The bulk of the paper consists of the mathematical model used to argue this point: evolutionary changes that allow animals to delay reproduction at opportune times will be more successful, as will any adaptation that makes metabolism more likely to identify when those opportune times occur. This seems like a solid theory, given the evidence to hand. Population size and its relationship to the availability of food are very fundamental properties, in play for even the earliest and most primitive species, and similar for many diverse species. Thus we should expect to see what we do see in nature: that the calorie restriction response is a very old aspect of animal metabolism, present in almost all species tested, and governed by very similar genetic mechanisms in species ranging from flies to humans.

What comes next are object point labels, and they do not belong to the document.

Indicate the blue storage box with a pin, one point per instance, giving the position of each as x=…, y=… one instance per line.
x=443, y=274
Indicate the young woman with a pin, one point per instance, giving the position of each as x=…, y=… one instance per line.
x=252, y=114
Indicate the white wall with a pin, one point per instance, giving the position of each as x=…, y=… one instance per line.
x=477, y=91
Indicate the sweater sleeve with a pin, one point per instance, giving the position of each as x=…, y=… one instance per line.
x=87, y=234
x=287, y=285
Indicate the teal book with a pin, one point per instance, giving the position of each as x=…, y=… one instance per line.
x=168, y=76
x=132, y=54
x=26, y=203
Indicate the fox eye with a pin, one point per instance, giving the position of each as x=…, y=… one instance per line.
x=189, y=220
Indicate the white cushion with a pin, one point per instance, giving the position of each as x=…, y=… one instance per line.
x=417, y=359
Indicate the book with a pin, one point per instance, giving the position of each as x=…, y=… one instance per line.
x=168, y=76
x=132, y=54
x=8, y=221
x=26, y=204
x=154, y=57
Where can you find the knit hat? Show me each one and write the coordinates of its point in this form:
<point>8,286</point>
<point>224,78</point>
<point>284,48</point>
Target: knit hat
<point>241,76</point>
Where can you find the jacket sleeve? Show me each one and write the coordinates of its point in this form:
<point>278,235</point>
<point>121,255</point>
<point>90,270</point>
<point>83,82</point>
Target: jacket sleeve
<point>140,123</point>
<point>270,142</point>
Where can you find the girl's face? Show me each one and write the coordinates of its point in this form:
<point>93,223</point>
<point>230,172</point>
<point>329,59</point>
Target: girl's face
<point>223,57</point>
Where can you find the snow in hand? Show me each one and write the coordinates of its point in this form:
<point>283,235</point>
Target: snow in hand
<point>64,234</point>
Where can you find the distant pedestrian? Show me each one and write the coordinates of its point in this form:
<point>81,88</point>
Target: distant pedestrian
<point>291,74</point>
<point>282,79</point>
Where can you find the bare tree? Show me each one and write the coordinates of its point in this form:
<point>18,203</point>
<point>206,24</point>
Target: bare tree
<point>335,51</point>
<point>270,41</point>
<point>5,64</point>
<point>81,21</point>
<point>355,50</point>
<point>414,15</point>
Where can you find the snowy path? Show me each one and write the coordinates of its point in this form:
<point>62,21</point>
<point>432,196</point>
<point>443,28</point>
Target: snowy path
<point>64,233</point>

In the years ahead, researchers will work out how to permanently and safely turn on the calorie restriction response in humans. This seems like a fairly safe prediction absent a specific timeline, given that the research community for this field is well established and companies continue to raise venture funding to develop methods of metabolic manipulation. They will most likely improve on the natural version to some degree once it is fully understood. The flow of newly discovered longevity mutations in lesser species strongly suggests that all species are far from optimized for longevity, and we should expect to find longevity mutations in humans as well.

That said, a likely 20 year timeline to produce tools that do no more than slow aging will be a grand disappointment for those in middle age today. A 2030 in which we cannot repair aging and reverse its effects to any significant degree would be a death sentence - and a well deserved one, given that we had two decades in which to develop more effective medical technologies than metabolic manipulations to mimic the effects of a natural process.

ResearchBlogging.orgRatcliff, W., Hawthorne, P., Travisano, M., & Denison, R. (2009). When Stress Predicts a Shrinking Gene Pool, Trading Early Reproduction for Longevity Can Increase Fitness, Even with Lower Fecundity PLoS ONE, 4 (6) DOI: 10.1371/journal.pone.0006055

Comments

Thanks for this well-written summary of our work. If our hypothesis is right, we might want to turn on the calorie restriction or hormesis responses for most of our lives, but maybe not while a couple is trying to have a baby. We don't necessarily expect these responses to shut down reproduction altogether, though, just set insulin etc. at levels that favor longevity but may not be optimal for reproduction.